Title: Belle Vue
Author: C.S. Alleyne
Publisher: Crystal Lake Publishing
Publication Date: Aug 25, 2020
Shelves: Female-author, female-fronted
Jealousy, betrayal, and murder, all set in a former Victorian lunatic asylum, complete with a century-old mystery of the infamous Hellfire Club. What more could you ask for from Belle Vue you might ask? Well, how about a few twists you won’t see coming, embedded in parallel storylines that are each worthy of a novel on their own.
C.S. Alleyne already impressed me with Power earlier this year, so I was eager to see what she might do with a longer-form story and I’m happy to say she did not disappoint.

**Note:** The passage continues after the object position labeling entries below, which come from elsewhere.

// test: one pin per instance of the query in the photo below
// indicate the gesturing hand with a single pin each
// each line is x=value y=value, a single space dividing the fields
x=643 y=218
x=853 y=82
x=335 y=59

This is a big book that takes a while to really get its hooks into you, but once it does, there’s nothing you can do to shake it loose. For me, that point of no return was chapter twelve, where we finally bear witness to the brutal, sexually-charged murder that set so many events in motion. It’s shocking in how it happens, but even more shocking in its aftermath. Where the book then achieved can’t-put-down status for me, demanding that I finish it, no matter how late it might be getting, was chapter twenty-three where . . . well, it’s major spoiler territory, so I must watch what I say, but everything changes.

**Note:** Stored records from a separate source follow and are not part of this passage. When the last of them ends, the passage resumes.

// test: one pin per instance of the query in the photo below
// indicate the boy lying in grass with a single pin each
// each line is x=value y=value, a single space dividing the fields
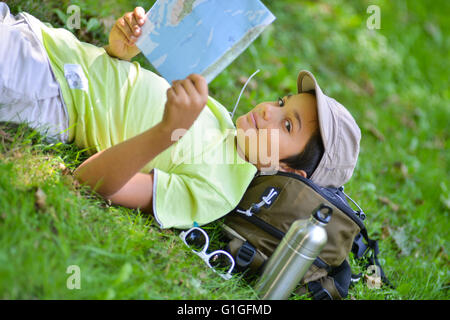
x=154 y=145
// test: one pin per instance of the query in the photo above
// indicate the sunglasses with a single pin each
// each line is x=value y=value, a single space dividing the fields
x=219 y=261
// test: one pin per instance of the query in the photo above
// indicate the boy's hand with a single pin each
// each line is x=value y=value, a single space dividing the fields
x=124 y=34
x=185 y=100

There are four things that made this memorable for me, the first of which I’ve already touched on – the narrative. In alternating chapters between two eras, over 140 years removed from one another, yet in the exact same location, we really get a sense of history that pulls everything together. Two, the setting of Belle Vue Lunatic Asylum/Manor Estate is just about everything I look for in a creepy horror novel, with a haunted atmosphere that endures through time and renovations. Three, the characters are . . . well, not necessarily likable or endearing, but well-rounded and with genuine depth, which makes their fates feel significant, especially as lives and personalities change in the second half. Lastly, the supernatural elements here, so much of which are teased and hinted at before we get the ‘big’ moments are absolutely fantastic – everything from eerie to terrifying.
Make no mistake, Belle Vue is dark and violent, full of rape, murder, torture, and abuse, and its depiction of the Victorian age is sadly all-too-authentic in its close-minded morals and attitudes. Women do not fare well in that world, and it’s safe to say they don’t fare any better under its lingering shadow. Far from a comfortable read, this is a book that will keep you up late, no matter how dangerous it may be to do so.
Rating: ♀ ♀ ♀ ♀
My sincere thanks to the publisher for sending me an ARC in exchange for an honest review.